A esposa do Charles já tinha arrumado a nossa cama... dormimos super bem na roça! Pena que durou somente 4 horinhas porque levantamos cedo para pegar estrada novamente! Quando acordamos, ainda estavam dançando. No café da manhã a nossa 5ª melancia (e não pode pegar só um pedaço), o deguê e o chá. Nós ficamos contentes com esse dia, com a forma com que fomos acolhidos e mais uma vez mexidos com o que não sabemos bem explicar. Eu, particularmente, fiquei emocionada de ter estado ali, num vilarejo no interior do interior da África, onde a vida é dura, simples e ninguém reclama dela.

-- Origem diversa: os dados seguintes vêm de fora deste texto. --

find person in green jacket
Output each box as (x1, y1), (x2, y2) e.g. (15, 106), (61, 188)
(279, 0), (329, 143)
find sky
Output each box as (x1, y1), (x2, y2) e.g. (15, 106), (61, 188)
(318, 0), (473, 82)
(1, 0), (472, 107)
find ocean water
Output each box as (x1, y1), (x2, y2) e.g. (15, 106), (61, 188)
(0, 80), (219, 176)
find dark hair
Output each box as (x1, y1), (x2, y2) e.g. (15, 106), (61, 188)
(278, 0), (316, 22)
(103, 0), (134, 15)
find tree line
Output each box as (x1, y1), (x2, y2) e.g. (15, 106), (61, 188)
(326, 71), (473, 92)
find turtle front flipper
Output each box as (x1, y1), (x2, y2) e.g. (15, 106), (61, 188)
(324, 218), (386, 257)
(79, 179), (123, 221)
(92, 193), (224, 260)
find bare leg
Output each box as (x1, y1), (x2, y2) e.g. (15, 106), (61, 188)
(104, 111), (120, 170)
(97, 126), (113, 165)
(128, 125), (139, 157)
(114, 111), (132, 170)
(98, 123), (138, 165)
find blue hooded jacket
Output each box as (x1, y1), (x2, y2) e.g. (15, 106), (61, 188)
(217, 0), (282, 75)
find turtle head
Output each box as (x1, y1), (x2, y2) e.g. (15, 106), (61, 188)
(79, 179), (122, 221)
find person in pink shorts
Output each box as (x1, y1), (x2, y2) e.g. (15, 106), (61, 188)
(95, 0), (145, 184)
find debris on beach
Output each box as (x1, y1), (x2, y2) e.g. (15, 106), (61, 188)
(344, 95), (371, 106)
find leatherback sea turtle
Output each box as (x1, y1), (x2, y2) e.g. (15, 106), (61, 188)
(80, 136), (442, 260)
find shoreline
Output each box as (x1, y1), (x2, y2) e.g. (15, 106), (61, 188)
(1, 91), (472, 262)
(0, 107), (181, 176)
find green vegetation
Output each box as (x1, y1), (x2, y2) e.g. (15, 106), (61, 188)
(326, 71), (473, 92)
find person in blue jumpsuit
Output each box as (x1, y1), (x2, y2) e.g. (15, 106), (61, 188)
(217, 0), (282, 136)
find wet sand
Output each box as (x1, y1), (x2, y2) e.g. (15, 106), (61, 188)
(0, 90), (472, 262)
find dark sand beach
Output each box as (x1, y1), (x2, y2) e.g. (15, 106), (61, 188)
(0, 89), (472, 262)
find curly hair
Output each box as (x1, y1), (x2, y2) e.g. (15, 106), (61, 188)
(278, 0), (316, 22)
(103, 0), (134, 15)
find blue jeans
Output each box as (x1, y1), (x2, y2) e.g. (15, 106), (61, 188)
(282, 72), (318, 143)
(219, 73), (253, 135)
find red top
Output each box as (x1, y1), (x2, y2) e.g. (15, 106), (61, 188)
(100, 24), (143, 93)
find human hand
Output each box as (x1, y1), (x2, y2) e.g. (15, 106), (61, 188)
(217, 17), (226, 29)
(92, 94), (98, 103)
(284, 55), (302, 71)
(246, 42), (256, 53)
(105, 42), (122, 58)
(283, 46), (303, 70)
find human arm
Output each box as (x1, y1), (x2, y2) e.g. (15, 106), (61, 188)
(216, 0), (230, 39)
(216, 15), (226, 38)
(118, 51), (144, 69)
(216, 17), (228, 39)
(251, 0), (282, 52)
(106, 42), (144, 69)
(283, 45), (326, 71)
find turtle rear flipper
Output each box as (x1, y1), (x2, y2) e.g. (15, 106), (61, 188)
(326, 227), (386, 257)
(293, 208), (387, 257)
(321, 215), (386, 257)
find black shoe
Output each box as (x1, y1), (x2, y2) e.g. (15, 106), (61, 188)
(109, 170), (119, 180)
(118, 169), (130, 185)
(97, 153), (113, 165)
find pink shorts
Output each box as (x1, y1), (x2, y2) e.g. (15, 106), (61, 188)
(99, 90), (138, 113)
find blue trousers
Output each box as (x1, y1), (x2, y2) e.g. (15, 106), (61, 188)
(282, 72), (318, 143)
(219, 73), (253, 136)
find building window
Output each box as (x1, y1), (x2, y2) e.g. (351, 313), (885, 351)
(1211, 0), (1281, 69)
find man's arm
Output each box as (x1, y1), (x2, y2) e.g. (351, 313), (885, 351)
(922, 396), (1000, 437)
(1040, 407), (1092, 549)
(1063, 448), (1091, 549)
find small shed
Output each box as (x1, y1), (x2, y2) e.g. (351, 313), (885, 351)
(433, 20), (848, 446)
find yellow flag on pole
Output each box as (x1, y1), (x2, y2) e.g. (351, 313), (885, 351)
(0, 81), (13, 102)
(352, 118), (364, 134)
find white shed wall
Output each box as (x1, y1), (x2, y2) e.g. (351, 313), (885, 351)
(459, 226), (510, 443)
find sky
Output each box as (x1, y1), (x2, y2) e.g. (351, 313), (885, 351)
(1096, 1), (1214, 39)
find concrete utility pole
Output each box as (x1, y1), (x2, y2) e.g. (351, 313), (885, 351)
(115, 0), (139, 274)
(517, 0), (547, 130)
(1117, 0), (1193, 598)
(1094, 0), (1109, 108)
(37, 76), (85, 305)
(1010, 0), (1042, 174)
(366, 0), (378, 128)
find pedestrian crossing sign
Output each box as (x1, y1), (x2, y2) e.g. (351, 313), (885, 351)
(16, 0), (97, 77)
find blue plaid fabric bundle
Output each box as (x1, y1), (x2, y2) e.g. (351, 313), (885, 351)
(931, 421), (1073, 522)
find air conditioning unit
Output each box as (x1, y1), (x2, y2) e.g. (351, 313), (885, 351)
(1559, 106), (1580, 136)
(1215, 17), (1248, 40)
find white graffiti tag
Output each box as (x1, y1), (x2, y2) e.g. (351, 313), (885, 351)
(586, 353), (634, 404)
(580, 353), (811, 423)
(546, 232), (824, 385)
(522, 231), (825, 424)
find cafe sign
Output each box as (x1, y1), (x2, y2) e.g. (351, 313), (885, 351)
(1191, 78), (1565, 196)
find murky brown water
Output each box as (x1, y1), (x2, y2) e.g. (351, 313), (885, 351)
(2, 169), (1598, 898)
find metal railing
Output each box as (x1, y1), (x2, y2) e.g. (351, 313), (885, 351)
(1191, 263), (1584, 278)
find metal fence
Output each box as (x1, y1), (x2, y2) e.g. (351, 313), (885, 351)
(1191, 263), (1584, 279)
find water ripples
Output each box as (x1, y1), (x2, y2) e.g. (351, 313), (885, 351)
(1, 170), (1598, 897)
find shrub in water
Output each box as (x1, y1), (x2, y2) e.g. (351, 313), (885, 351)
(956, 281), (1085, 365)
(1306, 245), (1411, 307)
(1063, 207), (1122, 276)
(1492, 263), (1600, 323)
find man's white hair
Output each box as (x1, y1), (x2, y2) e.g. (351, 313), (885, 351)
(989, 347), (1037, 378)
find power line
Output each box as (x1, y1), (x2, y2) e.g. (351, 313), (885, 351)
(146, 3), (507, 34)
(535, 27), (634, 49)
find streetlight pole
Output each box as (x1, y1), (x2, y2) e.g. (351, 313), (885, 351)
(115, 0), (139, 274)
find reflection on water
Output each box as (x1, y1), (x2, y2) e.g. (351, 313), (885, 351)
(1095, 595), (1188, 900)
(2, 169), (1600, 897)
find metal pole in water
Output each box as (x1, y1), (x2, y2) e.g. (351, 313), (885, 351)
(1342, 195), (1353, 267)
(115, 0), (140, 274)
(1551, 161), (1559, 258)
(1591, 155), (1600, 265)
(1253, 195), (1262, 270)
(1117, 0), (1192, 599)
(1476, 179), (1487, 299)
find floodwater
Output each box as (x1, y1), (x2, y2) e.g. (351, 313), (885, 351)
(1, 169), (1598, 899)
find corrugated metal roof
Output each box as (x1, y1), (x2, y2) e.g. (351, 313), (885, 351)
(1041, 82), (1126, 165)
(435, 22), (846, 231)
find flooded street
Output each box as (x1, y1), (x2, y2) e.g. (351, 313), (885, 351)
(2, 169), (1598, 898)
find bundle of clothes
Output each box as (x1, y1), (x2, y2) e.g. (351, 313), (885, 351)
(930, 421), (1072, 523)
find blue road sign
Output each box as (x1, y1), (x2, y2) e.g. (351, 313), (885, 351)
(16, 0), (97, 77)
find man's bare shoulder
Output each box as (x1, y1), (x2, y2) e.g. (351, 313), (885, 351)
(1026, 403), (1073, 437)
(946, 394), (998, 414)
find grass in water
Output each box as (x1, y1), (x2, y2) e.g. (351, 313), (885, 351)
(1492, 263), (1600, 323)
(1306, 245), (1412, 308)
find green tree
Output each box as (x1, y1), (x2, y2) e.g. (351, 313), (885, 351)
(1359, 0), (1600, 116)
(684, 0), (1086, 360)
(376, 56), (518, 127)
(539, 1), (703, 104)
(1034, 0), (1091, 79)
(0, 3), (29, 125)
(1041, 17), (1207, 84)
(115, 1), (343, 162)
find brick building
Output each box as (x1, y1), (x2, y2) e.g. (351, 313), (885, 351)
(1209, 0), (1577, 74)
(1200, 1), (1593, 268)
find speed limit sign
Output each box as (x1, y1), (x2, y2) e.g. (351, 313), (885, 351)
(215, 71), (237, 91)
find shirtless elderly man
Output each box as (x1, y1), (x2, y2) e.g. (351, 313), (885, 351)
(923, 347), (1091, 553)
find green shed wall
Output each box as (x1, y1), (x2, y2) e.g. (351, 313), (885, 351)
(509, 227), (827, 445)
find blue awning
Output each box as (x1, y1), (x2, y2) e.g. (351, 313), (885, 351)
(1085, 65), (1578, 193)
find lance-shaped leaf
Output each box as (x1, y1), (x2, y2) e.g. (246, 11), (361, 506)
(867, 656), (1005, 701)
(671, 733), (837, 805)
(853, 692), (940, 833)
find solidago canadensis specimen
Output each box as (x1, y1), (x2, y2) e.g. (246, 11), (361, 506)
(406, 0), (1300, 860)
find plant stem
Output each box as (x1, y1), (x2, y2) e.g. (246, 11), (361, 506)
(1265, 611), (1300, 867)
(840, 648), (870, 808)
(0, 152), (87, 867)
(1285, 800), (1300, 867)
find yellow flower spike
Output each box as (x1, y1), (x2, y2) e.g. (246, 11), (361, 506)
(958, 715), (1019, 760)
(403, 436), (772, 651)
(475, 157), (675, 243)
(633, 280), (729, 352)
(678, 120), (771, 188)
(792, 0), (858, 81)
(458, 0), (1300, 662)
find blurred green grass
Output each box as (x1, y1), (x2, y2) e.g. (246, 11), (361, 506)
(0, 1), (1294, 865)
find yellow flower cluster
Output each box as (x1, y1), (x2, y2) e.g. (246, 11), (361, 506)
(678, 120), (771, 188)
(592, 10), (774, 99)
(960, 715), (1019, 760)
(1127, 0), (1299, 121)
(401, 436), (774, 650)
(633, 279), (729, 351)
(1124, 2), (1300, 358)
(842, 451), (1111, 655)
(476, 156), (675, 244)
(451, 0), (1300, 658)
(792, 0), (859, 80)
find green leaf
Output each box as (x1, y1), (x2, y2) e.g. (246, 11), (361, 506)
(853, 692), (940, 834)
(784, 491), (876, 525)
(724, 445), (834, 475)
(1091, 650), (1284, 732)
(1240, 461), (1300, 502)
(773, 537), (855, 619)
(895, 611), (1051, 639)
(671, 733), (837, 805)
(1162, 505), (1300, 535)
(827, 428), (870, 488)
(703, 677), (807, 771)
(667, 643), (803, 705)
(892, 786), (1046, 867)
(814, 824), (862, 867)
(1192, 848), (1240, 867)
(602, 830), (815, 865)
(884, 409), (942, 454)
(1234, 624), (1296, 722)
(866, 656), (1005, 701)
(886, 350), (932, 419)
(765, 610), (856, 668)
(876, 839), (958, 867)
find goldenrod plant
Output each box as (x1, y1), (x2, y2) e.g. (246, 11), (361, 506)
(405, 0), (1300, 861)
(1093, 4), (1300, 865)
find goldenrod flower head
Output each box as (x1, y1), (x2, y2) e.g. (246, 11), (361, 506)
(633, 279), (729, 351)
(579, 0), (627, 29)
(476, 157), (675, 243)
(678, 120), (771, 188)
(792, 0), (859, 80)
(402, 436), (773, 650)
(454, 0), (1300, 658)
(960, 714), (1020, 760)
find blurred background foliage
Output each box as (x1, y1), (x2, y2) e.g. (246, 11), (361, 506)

Onde TODOS se cumprimentam e perguntam “como vai a família no Brasil?”. Onde falta tudo, mas todo mundo tem telefone celular.

O Charles, sentado à direita com a sua esposa, tem 7 filhos. Esses na foto são os mais novos, que ainda moram com ele. Uma filha e um filho já são casados e moram no mesmo vilarejo. O rapaz que não conhecemos mora no Mali e a outra filha mora em Nouna, uma cidade perto. A esposa dele não fala francês, mas nos despedindo Charles traduziu o que ela queria dizer: que ficou muito contente em nos receber na casa dela e que somos amigos. Ele levou a moto do Eric até a entrada da cour e disse “Que Deus projeta vocês na estrada e a família de vocês sempre!

Deixamos Konkuykoro - com um casal de frangos (um em cada guidão da moto), um saco de ovos, uma garrafa de deguê e uma melancia (grande) - dando tchau para todos os que apareciam no caminho sorrindo ou desejando boa viagem e... com lágrimas rolando!